Adjust search parameters (Cell 4):

# Collect top repositories with custom filters
top_repos = search_repositories(
    query='stars:>5000 language:python',  # Custom query
    sort='stars',
    per_page=100,
    max_pages=10  # Adjust for more/fewer repos
)

Common search queries:

  • stars:>1000 - Repos with 1000+ stars
  • language:python - Python repos only
  • created:>2024-01-01 - Repos created after Jan 1, 2024
  • topics:machine-learning - ML-related repos
  • Combine filters: stars:>5000 language:javascript created:>2023-01-01

Modify domain classification (Cell 8):

# Add your own domain keywords
domains = {
    'Your Domain': ['keyword1', 'keyword2', 'keyword3'],
    # ... existing domains
}

Change visualization styles:

# Adjust color palettes
sns.barplot(..., palette='viridis')  # Try: viridis, plasma, rocket, mako

Output Files

The notebook generates several output files:

CSV Exports

  • github_repos_raw.csv - Complete raw dataset
  • language_summary.csv - Language statistics summary
  • domain_summary.csv - Domain classification summary
  • rising_repositories.csv - Top rising repos by growth rate

Visualizations (PNG, 300 DPI)

  • popular_languages.png - Language popularity charts
  • language_by_domain.png - Heatmap of languages vs domains
  • top_repositories.png - Top starred repositories
  • rising_repositories.png - Rising repos by growth rate
  • language_trends.png - Language trends over time
  • language_combinations.png - Common language pairs
  • repository_metrics.png - Multi-panel metrics analysis
  • domain_distribution.png - Domain pie chart
  • correlation_matrix.png - Metric correlations
  • license_distribution.png - License usage patterns

Analysis Examples

Example 1: Find Python's Most Popular Domain

python_repos = df_exploded[df_exploded['primary_language'] == 'Python']
print(python_repos['domains'].value_counts().head())

Example 2: Identify Fast-Growing Repos

# Repos with >100 stars/day
fast_growing = df_clean[df_clean['stars_per_day'] > 100]
print(fast_growing[['name', 'stars', 'stars_per_day', 'primary_language']])

Example 3: Compare Language Communities

# Average engagement by language
engagement = df_clean.groupby('primary_language').agg({
    'stars': 'mean',
    'forks': 'mean',
    'watchers': 'mean'
}).round(0)

Sample Insights

Based on analyzing 1000+ top GitHub repositories:

  • JavaScript and Python consistently rank as the most popular languages
  • Machine Learning and Web Development dominate repository domains
  • Repos combining Python + Jupyter are highly common in data science
  • TypeScript shows strong growth in recent years
  • MIT License is the most popular open-source license
  • Rising repositories average 50+ stars/day in their growth phase

Troubleshooting

API Rate Limit Exceeded

# Check your remaining rate limit
remaining, reset_time = check_rate_limit()
print(f"Remaining: {remaining}, Resets at: {datetime.fromtimestamp(reset_time)}")

Solutions:

  • Use a GitHub token (increases limit from 60 to 5000/hour)
  • Reduce max_pages parameter
  • Add time.sleep() between requests

Timezone Errors

Ensure all datetime operations use UTC:

df_clean['age_days'] = (pd.Timestamp.now(tz='UTC') - df_clean['created_at']).dt.days

Memory Issues with Large Datasets

# Reduce dataset size
top_repos = search_repositories(query='stars:>10000', max_pages=5)

Contributing

Contributions are welcome!

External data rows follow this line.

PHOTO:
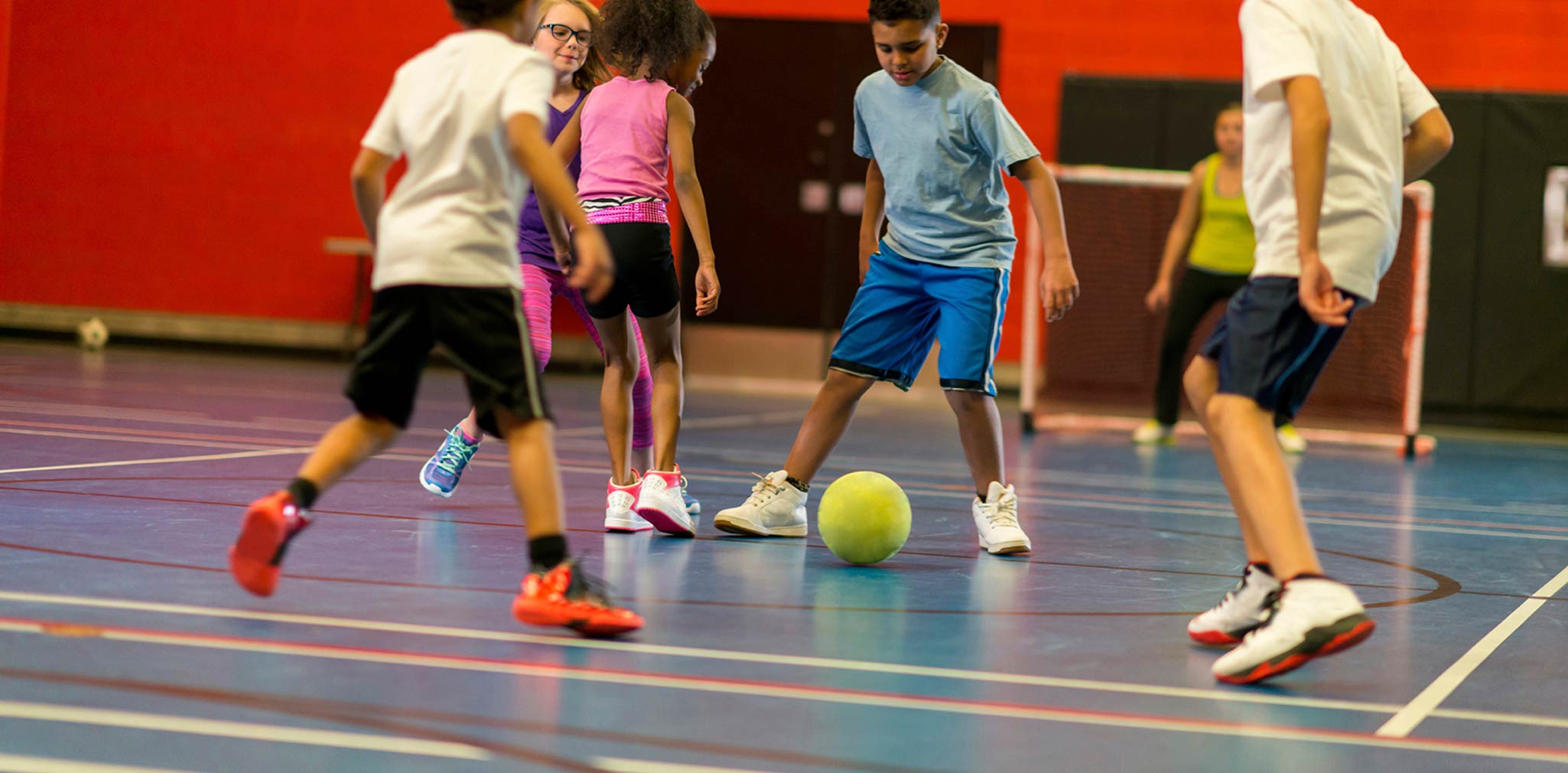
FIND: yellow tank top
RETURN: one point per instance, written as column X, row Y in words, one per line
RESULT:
column 1224, row 242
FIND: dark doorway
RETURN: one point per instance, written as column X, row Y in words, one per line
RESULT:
column 773, row 145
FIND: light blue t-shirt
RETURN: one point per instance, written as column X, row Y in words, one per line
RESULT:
column 943, row 145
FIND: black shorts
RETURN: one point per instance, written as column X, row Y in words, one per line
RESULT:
column 645, row 272
column 480, row 328
column 1267, row 347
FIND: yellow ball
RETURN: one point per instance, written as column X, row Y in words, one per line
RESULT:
column 864, row 518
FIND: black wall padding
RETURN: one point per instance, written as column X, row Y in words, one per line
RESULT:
column 1498, row 328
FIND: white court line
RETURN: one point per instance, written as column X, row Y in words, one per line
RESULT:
column 167, row 460
column 646, row 765
column 753, row 690
column 1424, row 703
column 19, row 764
column 237, row 729
column 763, row 657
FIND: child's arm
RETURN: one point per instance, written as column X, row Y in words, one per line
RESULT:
column 554, row 187
column 1178, row 239
column 1309, row 127
column 682, row 122
column 369, row 178
column 1057, row 281
column 1429, row 140
column 872, row 214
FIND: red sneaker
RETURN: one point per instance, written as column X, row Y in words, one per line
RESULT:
column 265, row 532
column 571, row 598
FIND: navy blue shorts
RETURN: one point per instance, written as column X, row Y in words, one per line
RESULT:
column 905, row 305
column 1267, row 347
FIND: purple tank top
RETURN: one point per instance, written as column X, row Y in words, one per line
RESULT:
column 534, row 242
column 626, row 140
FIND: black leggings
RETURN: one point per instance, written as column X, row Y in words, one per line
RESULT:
column 1196, row 294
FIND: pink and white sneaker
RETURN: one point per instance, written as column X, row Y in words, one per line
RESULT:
column 620, row 507
column 661, row 504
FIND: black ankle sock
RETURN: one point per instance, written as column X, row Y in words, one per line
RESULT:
column 548, row 551
column 303, row 493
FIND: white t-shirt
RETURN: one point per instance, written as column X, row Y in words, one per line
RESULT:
column 1372, row 99
column 452, row 218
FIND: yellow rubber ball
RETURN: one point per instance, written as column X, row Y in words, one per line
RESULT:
column 864, row 518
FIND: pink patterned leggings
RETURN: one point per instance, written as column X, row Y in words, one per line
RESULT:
column 538, row 285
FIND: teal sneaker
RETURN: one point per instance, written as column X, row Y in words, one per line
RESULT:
column 444, row 469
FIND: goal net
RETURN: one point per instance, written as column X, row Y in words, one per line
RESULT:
column 1101, row 360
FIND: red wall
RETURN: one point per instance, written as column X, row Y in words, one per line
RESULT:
column 194, row 160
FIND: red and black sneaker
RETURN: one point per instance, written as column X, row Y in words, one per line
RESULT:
column 268, row 526
column 571, row 598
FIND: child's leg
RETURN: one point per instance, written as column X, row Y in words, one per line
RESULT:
column 825, row 424
column 981, row 430
column 662, row 339
column 615, row 393
column 642, row 390
column 1202, row 381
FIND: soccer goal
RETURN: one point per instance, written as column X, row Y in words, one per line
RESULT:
column 1101, row 360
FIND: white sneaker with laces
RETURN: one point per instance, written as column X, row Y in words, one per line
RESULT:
column 620, row 508
column 1244, row 608
column 1313, row 618
column 996, row 518
column 775, row 508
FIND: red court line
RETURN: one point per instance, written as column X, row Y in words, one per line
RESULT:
column 886, row 700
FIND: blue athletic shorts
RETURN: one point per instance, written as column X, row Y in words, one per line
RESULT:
column 905, row 305
column 1267, row 347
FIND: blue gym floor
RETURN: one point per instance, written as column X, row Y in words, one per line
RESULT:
column 389, row 647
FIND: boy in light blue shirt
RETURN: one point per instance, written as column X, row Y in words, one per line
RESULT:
column 938, row 140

Here are some ideas:

  • Add new analysis types (contributor networks, commit patterns)
  • Improve domain classification accuracy
  • Create interactive dashboards (Plotly, Streamlit)
  • Add time-series forecasting for language trends
  • Implement sentiment analysis on repo descriptions
  • Add support for organization-level analysis

Check out CONTRIBUTING.md for more info on contributing.

License

This project is licensed under the MIT License - see the LICENSE file for details.